Minnesota Department of Human Services Minnesota Department of Human Services

Provider Manual

Provider Manual


Community Health Worker (CHW)

Revised: February 14, 2024

  • · Overview
  • · Eligible Providers
  • · Eligible Members
  • · Covered Services
  • · Noncovered Services
  • · Billing
  • · Definitions
  • · Legal References
  • Overview

    A community health worker (CHW) is a trained health educator who works with Minnesota Health Care Programs (MHCP) members who may have difficulty understanding providers due to cultural or language barriers. CHWs extend the reach of providers into underserved communities, reduce health disparities, enhance provider communication, and improve health outcomes and overall quality measures. Working in conjunction with primary care providers, CHWs can bridge gaps in communication and instill lasting health knowledge.

    CHW services are a diagnosis-related medical intervention, not a social service.

    CHWs providing diagnosis-related patient education services to enrollees of managed care organizations (MCOs) must contact the MCOs for enrollment requirements and coverage policies.

    CHW services that provide patient education for health promotion and disease management are covered if provided under the supervision of a physician, dentist, advanced practice registered nurse (APRN), certified public health nurse (PHN), mental health (MH) professional or registered nurse.

    Eligible Providers

    Providers must have a valid certificate from the Minnesota State Colleges and Universities demonstrating that the applicant has completed an approved community health worker curriculum. CHW providers must enroll and be screened following the MHCP provider screening requirements at the time of enrollment and once within every five years to maintain their enrollment.

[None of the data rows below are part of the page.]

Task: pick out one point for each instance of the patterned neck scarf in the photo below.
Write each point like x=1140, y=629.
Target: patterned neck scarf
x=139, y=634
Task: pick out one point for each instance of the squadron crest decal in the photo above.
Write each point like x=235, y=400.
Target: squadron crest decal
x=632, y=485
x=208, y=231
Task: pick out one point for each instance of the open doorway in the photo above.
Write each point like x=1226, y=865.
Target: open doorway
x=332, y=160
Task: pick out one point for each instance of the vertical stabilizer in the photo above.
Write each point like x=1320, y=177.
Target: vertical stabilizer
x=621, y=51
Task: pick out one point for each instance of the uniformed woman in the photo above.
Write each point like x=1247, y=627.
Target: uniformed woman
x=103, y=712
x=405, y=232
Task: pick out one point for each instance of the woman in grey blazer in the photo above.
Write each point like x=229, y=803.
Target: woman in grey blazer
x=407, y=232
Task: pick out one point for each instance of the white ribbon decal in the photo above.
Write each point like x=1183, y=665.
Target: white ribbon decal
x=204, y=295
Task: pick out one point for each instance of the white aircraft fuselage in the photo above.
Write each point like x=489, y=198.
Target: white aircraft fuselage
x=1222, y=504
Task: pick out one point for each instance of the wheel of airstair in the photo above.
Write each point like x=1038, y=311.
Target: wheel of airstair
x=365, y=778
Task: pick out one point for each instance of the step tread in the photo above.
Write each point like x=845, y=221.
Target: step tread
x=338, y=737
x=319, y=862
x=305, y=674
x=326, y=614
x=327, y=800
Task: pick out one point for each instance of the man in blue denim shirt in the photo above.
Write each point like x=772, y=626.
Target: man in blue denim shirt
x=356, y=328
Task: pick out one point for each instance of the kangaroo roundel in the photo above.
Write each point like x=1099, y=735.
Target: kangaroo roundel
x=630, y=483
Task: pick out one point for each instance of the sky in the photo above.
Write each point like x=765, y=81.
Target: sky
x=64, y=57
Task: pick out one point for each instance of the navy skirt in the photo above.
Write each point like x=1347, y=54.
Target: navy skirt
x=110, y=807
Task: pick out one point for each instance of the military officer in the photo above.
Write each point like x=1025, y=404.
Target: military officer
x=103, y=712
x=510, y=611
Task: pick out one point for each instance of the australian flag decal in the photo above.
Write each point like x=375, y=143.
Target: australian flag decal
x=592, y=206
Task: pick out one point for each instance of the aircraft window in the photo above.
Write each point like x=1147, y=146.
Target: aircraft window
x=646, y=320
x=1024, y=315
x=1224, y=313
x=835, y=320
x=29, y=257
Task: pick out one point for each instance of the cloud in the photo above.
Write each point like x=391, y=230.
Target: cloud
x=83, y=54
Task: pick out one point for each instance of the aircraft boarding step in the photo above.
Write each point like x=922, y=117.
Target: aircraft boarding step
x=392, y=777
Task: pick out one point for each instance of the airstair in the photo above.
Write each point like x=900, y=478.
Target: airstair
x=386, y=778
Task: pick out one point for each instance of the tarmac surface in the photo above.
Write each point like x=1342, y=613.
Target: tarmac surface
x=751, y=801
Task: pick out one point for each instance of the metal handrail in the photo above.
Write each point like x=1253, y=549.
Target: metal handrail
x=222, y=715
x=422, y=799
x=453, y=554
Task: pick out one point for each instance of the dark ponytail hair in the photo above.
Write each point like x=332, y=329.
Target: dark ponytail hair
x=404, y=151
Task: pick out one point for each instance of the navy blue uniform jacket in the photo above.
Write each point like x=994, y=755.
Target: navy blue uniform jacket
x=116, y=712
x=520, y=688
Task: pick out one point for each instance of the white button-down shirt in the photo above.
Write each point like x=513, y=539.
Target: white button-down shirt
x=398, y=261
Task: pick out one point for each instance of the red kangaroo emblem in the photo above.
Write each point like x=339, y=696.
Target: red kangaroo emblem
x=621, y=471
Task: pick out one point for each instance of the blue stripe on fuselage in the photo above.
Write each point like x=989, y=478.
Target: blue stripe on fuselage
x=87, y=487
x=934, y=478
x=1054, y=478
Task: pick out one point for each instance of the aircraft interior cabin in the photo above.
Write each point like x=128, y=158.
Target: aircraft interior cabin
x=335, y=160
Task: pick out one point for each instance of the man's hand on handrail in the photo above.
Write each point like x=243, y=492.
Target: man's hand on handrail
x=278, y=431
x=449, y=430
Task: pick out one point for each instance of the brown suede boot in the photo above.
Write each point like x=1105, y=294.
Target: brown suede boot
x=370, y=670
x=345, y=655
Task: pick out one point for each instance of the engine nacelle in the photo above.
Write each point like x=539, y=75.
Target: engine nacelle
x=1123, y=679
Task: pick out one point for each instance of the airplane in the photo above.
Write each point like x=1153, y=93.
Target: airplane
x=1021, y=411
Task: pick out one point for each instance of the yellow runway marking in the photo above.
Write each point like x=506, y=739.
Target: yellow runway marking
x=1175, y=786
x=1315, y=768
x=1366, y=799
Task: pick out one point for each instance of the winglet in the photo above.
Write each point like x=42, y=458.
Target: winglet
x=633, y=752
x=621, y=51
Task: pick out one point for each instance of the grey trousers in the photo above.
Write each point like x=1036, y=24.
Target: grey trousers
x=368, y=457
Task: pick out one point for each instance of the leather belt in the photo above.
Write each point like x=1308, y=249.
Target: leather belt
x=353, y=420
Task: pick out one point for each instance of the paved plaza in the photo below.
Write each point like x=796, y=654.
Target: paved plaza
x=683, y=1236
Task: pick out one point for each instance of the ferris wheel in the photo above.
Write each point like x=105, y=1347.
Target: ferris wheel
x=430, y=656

    Currently enrolled CHWs must inform the Minnesota Department of Humans Services (DHS) of their affiliation with dentists, ARPNs, certified PHNs or mental health professionals by requesting the affiliations using the Minnesota Provider Screening and Enrollment (MPSE) Portal or by completing, signing and faxing DHS the MHCP Individual Provider Profile Change (DHS-3535) (PDF).

    MHCP requires CHWs to enroll so they are represented on a claim as the provider who provided the services. During the enrollment process, Provider Eligibility and Compliance will assign the CHW worker a Unique Minnesota Provider Identifier (UMPI) if the CHW does not have a National Provider Identifier (NPI).

    Enrolled CHWs are considered a non-pay-to provider but must be listed on the claim as the individual who rendered the CHW services. CHWs must provide an eligible MHCP-enrolled billing provider with their UMPI or NPI, so the eligible billing provider can submit claims for their services.

    Eligible Providers

  • · Advance practice registered nurse (APRN)
  • · Clinic
  • · Community health clinic (CHC)
  • · Critical access hospital
  • · Dentist
  • · Family planning agency
  • · Federally qualified health centers (FQHC)
  • · Hospital
  • · Indian health service (IHS) facility
  • · Mental health professionals
  • · Physician
  • · Public health nurse clinic (PHNC)
  • · Rural health clinics (RHC)
  • · Tribal health facility
  • Eligible Members

    Medical Assistance (MA) and MinnesotaCare members are eligible to receive education services provided by a CHW.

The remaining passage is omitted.